Monday, 26 January 2026

Rallying call

When writing the previous Post I was mindful of not including too much detail. At a recent car club meeting I was taken aside by a club member and encouraged “to keep doing what you’re doing” but he then added “I can’t always read your Posts right through, although I do go back to them later when I’ve got time!” A gentle chastisement perhaps for my excessive verbosity?

Unfortunately, there is no simple answer to the current problem. However, it would appear from current and ongoing actions that Forest & Land Scotland has been tasked with generating more income while reducing expenditure.

That means making charges to use ‘public’ land and they are becoming increasingly inventive in this pursuit. In addition to paying a fee to use their roads for rallying, there is an increasing number of additional charges for Permits for named rally officials to gain pre-event access to the forests to conduct recces. I have also heard of one event being charged for “lost income” and this referred to motorhomes and campervans not being able to access an in-forest parking area because a rally was due to use that forest.

There is another issue which is causing concern. Big cuts! I referred in the previous Post that it wasn’t only the roads which needed maintenance and repairs, but ditches too. The ‘straight-lining’ of corners is not only gouging out the drainage ditches but damaging the road edges/foundations leading to more extensive repairs – and costs!

Already some events are having to look at the possibility of introducing ‘corner-cutting preventive devices’. This was something that the McRae Stages Rally encountered in the Perthshire Forests and was a contributing factor in the loss of that event to the sport.

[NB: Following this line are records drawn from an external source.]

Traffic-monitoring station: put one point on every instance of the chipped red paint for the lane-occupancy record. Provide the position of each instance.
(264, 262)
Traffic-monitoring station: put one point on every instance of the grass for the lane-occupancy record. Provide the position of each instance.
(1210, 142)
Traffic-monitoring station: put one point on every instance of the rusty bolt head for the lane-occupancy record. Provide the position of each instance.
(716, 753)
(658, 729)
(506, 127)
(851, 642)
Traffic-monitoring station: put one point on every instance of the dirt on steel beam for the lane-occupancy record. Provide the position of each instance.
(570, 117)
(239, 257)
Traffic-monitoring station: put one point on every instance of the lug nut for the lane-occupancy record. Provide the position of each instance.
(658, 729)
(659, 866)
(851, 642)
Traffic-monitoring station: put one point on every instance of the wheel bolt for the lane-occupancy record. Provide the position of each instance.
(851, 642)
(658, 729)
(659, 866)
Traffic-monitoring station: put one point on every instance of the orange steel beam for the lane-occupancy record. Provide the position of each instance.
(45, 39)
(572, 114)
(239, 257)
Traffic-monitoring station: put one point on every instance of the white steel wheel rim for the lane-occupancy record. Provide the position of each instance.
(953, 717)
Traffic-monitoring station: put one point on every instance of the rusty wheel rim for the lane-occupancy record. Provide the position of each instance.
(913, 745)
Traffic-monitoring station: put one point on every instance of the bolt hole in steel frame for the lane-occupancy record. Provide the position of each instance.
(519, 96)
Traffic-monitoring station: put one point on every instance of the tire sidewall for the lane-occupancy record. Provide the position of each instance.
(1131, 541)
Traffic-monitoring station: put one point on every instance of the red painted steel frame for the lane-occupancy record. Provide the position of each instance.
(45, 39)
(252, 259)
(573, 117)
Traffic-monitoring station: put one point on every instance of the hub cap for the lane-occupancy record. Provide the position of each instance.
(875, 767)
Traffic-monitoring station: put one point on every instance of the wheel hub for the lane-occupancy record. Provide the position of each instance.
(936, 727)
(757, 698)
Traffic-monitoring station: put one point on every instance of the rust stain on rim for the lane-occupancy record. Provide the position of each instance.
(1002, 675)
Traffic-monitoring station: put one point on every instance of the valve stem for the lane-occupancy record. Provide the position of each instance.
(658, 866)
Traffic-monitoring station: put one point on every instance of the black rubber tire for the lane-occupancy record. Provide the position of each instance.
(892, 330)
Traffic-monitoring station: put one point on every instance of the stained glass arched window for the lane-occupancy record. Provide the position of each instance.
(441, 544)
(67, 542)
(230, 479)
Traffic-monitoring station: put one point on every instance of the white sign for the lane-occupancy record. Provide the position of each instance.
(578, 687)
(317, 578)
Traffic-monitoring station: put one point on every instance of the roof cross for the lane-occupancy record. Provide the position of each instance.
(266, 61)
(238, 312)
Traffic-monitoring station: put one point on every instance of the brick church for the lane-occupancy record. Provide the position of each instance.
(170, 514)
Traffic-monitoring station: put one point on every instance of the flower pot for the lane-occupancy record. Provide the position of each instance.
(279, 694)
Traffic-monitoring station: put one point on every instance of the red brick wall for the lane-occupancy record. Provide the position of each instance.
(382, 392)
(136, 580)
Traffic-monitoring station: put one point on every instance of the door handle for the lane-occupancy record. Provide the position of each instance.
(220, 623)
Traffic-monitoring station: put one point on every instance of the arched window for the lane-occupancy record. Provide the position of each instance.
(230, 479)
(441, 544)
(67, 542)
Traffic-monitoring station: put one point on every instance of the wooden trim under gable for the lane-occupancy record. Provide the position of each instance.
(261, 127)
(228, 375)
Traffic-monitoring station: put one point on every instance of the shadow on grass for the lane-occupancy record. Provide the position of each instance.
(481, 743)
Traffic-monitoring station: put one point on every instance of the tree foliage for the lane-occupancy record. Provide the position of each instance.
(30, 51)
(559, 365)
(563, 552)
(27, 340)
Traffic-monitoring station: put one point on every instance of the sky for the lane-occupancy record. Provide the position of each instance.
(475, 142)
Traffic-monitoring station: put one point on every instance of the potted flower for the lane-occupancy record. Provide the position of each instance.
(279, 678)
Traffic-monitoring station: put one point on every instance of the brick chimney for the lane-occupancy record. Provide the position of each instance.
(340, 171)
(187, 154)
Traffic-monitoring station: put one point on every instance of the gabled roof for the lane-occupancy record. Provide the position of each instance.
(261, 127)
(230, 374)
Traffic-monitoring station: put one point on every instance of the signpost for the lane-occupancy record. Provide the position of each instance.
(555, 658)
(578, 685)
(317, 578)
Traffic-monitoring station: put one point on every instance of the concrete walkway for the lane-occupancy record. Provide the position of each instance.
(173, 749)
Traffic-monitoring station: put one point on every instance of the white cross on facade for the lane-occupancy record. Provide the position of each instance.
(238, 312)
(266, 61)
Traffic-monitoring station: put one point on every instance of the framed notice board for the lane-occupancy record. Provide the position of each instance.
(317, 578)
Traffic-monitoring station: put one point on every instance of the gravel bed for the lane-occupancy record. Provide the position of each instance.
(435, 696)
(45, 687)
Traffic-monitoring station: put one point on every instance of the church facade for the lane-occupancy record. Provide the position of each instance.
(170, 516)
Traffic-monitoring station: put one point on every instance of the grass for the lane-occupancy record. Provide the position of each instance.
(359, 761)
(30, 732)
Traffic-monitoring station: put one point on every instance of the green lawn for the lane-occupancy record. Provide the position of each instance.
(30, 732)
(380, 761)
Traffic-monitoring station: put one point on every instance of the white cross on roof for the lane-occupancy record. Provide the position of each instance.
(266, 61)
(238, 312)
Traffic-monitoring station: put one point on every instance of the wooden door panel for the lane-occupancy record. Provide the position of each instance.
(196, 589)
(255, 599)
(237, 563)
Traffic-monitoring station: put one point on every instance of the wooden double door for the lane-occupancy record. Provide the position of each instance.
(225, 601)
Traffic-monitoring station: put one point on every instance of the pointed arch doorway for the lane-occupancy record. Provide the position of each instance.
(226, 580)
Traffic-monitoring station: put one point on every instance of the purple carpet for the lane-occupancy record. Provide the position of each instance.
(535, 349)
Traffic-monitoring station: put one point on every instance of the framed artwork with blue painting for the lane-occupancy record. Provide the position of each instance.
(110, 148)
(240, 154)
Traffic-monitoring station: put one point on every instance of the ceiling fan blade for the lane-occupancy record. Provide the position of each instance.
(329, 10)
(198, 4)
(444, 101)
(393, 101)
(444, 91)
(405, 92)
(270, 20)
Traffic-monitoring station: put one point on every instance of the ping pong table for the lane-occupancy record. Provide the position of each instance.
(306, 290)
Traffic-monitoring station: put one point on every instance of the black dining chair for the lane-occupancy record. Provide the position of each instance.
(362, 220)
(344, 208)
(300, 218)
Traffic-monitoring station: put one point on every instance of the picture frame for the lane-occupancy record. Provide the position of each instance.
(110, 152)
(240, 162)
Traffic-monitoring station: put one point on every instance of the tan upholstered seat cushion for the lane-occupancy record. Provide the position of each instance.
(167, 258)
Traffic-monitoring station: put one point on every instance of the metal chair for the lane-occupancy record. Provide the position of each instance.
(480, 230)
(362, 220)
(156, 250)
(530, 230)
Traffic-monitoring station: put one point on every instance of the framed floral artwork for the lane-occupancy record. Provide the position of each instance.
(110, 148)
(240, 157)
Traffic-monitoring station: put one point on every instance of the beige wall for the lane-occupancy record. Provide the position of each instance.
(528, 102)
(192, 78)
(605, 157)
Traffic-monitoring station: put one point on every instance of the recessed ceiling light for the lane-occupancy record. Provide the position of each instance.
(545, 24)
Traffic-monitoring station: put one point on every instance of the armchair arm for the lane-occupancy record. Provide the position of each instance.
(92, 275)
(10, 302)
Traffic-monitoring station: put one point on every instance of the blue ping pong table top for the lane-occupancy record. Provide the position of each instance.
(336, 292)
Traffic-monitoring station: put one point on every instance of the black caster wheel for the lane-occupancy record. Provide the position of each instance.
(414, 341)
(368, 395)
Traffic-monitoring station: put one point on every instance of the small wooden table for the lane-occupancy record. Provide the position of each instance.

Prior to the rally, conical piles of chuckies (pebbles) were sited on the inside of numerous corners to prevent corner-cutting. Simple solution perhaps but it cost much more in terms of time and expense, and I reckon amateur rally organising teams already have more than enough on their plate without this added requirement and cost.

It therefore follows that rallying has a bigger problem. The sport has to prove to a wider public that it is not wasteful and polluting. Rallying is not alone on relying on the automobile for its sport, EVERY other sport uses vehicles. Just as everything we eat, wear or use spends some time on the back of a truck, every other sport uses vehicular transport to carry fans, competitors and equipment to and from venues, and in that respect we are no different from any other sport. Just look at the weekend car parks at stadiums and arenas around the country, not to mention festivals and pop concerts. The difference is only in the equipment we use to participate.

So that is the task facing our sport’s governing body, justifying our right to pursue our sport. No mean task for an organisation with just over 70 employees which has 25 separate motor sports committees reporting to them - of which the Rallies Committee is only one! Car club members and competition licence holders therefore have a job to do, to impress upon their various club committees and event organising teams to urge the various regional associations to make representations to the Rallies Committee to impress upon the sport’s governors the need to protect and promote stage rallying.

While racers and karters have circuits, rallying is much more visible to the general public as it passes through villages and townships on route to the forests. It’s therefore easier for the passers-by to be critical so we have to do our bit too. If anyone challenges you about car use in the forests, ask them how footballers get to their matches, ski-ers get to the snow and how parents take their kids to swimming classes and biking trails.

We all need cars, just some of us use them differently.